Here's a better way to elect

By Daniel B. Szyld
Published May 6th 2007 in Philadelphia Inquirer
As the mayoral primary election nears, one thing is becoming increasingly clear: The winner of the Democratic nomination will receive about 30 percent of the vote. In other words, about two-thirds of the Democratic voters will not have supported their winning candidate. This outcome is not consistent with a truly representative democracy. There are better ways.

One possible solution is a runoff election between the two top vote-getters. This voting method is standard practice in many places around the world, and in some municipalities here in the United States.

We are witnessing one such example today, in France's presidential runoff election. The usual criticisms of this option include the cost of a second poll, and that sometimes a second primary may lead to low turnout.

One solution is called Instant Runoff Voting (IRV). It is like having the election and runoff in the same election, but better.

In this method, the voter ranks the candidates first, second, third, etc. If no candidate receives 50 percent of first-place voting, the candidate with the least number of "first" votes is eliminated, and the votes are immediately reassigned according to the rankings.

One common criticism of IRV is that it is too complicated, but in fact it has been very successful in several U.S. cities, such as San Francisco; Burlington, Vt.; and Minneapolis.

For example, if a voter feels torn between Dwight Evans and Michael Nutter - as The Inquirer Editorial Board indicated in its April 29 mayoral endorsement - one can vote for Evans as first, even though the polls put him last at the moment, and rank Nutter second. If at the end of the vote, Evans is indeed last, in the "instant second round" this hypothetical voter's ballot would indicate Nutter as first.

Some other voter may rank Brady first, Evans second and Fattah third.

After the first round determines that Evans is last, this voter's ballot would indicate Brady first and Fattah second.

The process is repeated until one candidate has a majority (a true majority) of "first" votes.

In many elections, the winner receives less than 50 percent of the votes, and two other candidates who might be considered very close in their position divide the rest.
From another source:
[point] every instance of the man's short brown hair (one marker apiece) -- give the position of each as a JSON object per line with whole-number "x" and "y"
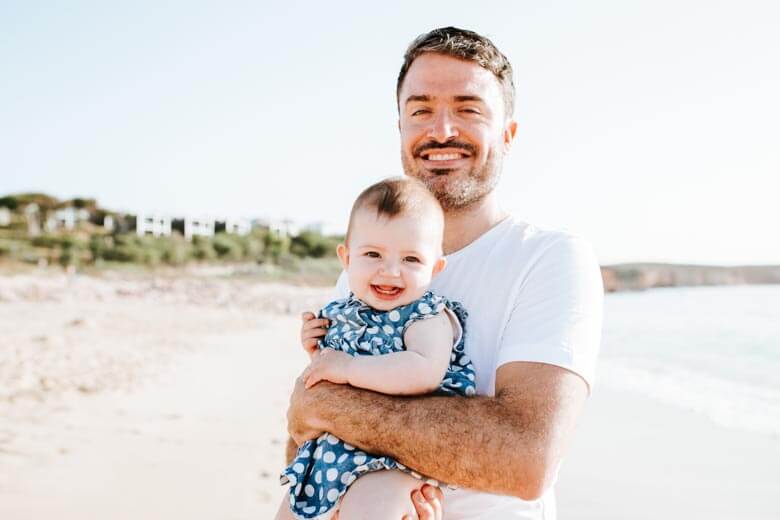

One example was that of my own district in 2006, when we had precisely such a situation in the Democratic primary for state representative. Terry Graboyes stated to me during the campaign that a vote for Anne Dicker was a vote for Michael O'Brien, indicating that Dicker was the spoiler. In the end, O'Brien indeed won the primary, with 34 percent of the vote, with Dicker receiving 32 percent, and Graboyes 29 percent. If what Graboyes indicated was true, and support for both Dicker or Graboyes came from like-minded voters, their combined base was about 60 percent. Had we had IRV, it is possible that one of the two women would be the winner, with broad voter support.

If we had IRV in the presidential election, there would be more room for third-party candidates, and the concept of the spoiler would disappear. Had we had IRV in Florida in 2000, all votes cast for Ralph Nader would have been distributed in an instant runoff between Gore and Bush.

No voting system is perfectly representative, but IRV has a chance of mirroring well the voters' preferences.

Furthermore, a candidate from one party who does not have broad support in the primary may lose the general election.

All parties would benefit from IRV in their primaries, by having a stronger candidate.

When I teach an undergraduate mathematics course for nonscientists at Temple University, the topic of voting methods elicits a great deal of interest and enthusiasm. I sense that the public might similarly embrace IRV as more representative. If people feel they can vote with their consciences and not for the lesser of the two (or more) evils, there might even be higher voter participation. It is time to consider IRV for our primaries and general elections.

Daniel B. Szyld is a professor of mathematics at Temple University.